Perhaps most importantly, the work showed how understanding networks can improve public health interventions. By analyzing how people move through communities and interact within shared spaces, researchers were able to model different vaccination strategies. Some approaches prioritized areas with the highest levels of contact, while others focused on locations that served as bridges connecting otherwise separate groups. The analysis demonstrated that network-informed interventions can potentially improve the efficiency and effectiveness of outbreak response efforts.

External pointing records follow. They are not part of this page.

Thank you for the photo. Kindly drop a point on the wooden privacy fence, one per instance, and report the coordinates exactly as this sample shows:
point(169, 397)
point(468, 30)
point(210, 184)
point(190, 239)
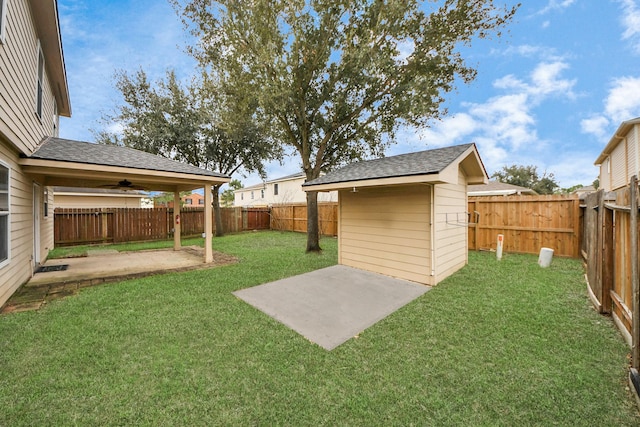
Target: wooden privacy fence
point(528, 223)
point(118, 225)
point(610, 250)
point(294, 218)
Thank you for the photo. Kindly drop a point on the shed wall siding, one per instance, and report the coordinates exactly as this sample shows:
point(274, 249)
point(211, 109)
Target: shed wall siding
point(386, 230)
point(19, 63)
point(451, 244)
point(19, 268)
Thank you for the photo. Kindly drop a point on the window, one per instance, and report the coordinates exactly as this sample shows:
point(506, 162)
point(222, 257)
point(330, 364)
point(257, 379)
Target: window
point(40, 83)
point(3, 19)
point(4, 214)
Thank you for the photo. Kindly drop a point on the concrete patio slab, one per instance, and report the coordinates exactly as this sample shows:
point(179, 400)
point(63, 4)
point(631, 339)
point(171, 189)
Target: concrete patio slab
point(331, 305)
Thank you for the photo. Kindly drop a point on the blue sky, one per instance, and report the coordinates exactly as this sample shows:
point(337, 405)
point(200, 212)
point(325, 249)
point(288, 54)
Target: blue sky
point(550, 92)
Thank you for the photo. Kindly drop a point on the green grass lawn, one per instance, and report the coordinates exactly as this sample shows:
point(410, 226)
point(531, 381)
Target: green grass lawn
point(498, 343)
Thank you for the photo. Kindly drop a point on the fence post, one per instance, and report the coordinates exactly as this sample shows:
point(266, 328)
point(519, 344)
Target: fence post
point(633, 193)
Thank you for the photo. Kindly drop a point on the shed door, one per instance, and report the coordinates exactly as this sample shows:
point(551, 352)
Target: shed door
point(387, 230)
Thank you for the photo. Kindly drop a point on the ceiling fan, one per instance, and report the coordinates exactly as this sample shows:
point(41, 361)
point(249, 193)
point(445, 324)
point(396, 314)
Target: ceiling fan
point(124, 185)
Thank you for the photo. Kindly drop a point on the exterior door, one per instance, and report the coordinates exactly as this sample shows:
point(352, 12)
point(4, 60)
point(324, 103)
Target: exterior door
point(37, 209)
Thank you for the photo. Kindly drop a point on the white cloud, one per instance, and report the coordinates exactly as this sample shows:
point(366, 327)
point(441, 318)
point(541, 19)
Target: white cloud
point(504, 126)
point(623, 101)
point(530, 51)
point(631, 23)
point(595, 125)
point(555, 5)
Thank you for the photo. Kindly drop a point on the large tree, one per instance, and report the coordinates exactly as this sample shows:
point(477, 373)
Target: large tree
point(189, 123)
point(528, 177)
point(336, 78)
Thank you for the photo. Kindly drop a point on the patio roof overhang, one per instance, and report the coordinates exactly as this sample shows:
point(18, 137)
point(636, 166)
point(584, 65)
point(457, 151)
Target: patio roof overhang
point(63, 162)
point(71, 174)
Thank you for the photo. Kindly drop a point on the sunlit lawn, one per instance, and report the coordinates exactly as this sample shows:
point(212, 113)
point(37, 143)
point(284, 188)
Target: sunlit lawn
point(498, 343)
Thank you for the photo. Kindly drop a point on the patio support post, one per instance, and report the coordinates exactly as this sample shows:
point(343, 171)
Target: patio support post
point(208, 224)
point(176, 220)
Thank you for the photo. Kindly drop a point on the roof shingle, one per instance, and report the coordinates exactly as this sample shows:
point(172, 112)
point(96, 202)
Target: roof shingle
point(419, 163)
point(66, 150)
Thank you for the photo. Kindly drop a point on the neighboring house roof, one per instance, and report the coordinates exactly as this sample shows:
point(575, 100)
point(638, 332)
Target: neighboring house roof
point(497, 188)
point(288, 177)
point(273, 181)
point(618, 136)
point(412, 165)
point(66, 150)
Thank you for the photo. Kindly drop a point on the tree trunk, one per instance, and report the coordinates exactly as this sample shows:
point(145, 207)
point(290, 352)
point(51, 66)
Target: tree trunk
point(217, 213)
point(313, 229)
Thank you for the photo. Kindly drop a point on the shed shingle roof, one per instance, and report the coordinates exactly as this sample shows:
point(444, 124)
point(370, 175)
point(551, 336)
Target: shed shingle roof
point(419, 163)
point(66, 150)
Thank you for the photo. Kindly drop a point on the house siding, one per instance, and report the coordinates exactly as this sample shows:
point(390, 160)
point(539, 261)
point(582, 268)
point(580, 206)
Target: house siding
point(20, 267)
point(387, 230)
point(21, 130)
point(19, 63)
point(450, 228)
point(618, 160)
point(632, 153)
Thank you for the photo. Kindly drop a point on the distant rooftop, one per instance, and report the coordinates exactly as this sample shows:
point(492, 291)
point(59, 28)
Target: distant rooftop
point(497, 188)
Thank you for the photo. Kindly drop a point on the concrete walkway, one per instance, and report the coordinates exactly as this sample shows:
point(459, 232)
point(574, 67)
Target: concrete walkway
point(104, 266)
point(331, 305)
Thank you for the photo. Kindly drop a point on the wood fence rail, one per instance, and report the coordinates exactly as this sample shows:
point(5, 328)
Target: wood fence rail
point(528, 223)
point(294, 218)
point(118, 225)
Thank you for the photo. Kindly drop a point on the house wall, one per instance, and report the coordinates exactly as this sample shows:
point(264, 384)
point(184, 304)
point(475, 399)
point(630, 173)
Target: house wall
point(619, 165)
point(387, 230)
point(289, 192)
point(632, 154)
point(19, 64)
point(21, 130)
point(84, 201)
point(450, 229)
point(19, 268)
point(623, 162)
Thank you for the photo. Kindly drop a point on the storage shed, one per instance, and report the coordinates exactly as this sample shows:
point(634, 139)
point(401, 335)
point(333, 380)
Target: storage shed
point(406, 216)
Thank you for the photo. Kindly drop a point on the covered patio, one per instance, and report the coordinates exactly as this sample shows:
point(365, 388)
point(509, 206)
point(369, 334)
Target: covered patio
point(59, 278)
point(63, 162)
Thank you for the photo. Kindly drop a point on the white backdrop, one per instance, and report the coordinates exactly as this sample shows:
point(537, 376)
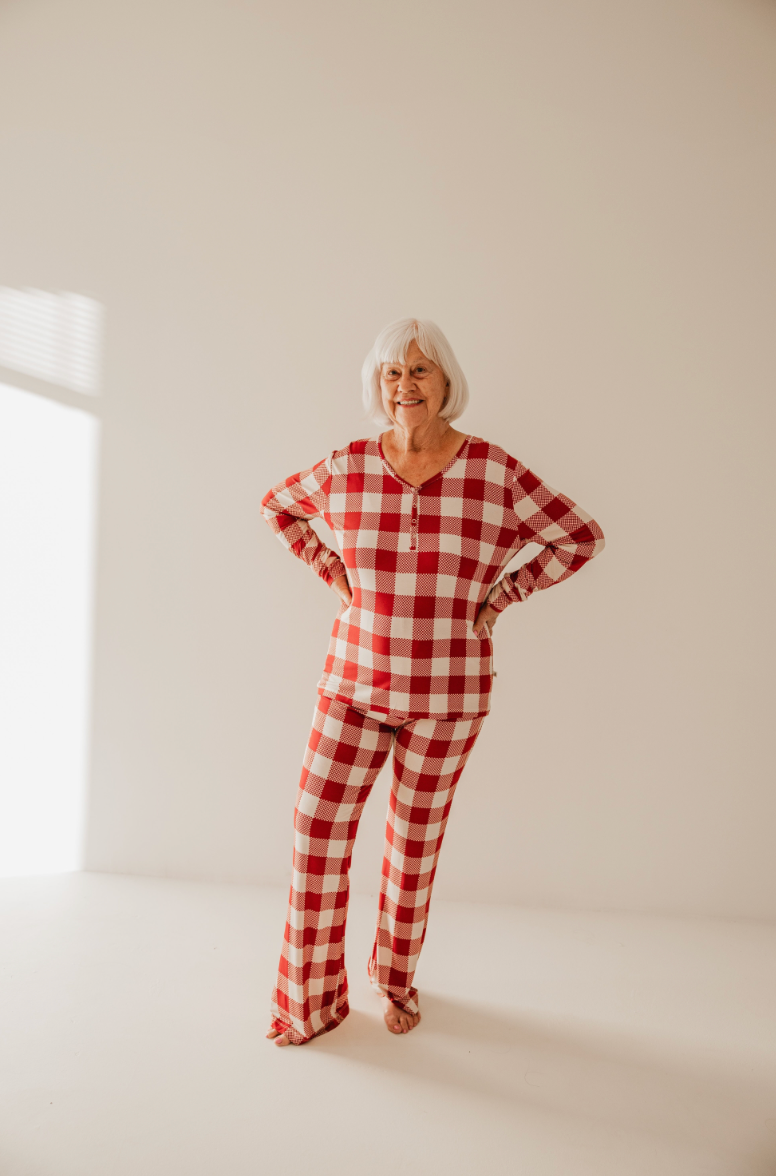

Yet the lecture’s significance extended far beyond mpox. At its core, Dr. Makofane’s message was about the value of community itself. Communities are not passive recipients of services or beneficiaries of programs. They are repositories of lived experience, trusted relationships, local knowledge, and innovative capacity. In moments of uncertainty, communities often identify problems, generate solutions, and mobilize resources faster than formal institutions can act.
This message resonates strongly across the HIV response and broader public health landscape. Whether addressing HIV, sexually transmitted infections, emerging infectious diseases, chronic conditions, or the health impacts of social and structural inequities, meaningful progress depends on understanding how people connect with one another and the environments they inhabit. Public health succeeds when it works with communities rather than merely on behalf of them.
As Dr. Makofane concluded, there is tremendous talent within LGBTQ communities and other historically marginalized populations. The challenge for public health is not simply recognizing that talent, but creating the conditions for it to flourish. Social networks are not merely pathways for disease transmission; they are also pathways for information, trust, solidarity, resilience, and healing. By understanding and investing in these networks, we can build more responsive, equitable, and effective health systems.
The Baker-Cooper Memorial Lecture reminded conference attendees that the future of public health lies not only in data, technology, and biomedical innovation, but also in the enduring power of community. That lesson, embodied by the legacies of Mario Cooper and Cornelius Baker, may be among the most important tools we have for confronting the challenges that lie ahead.
Dr. José M. Zuniga is President/CEO of IAPAC, Fast-Track Health, and the Fast-Track Cities Institute.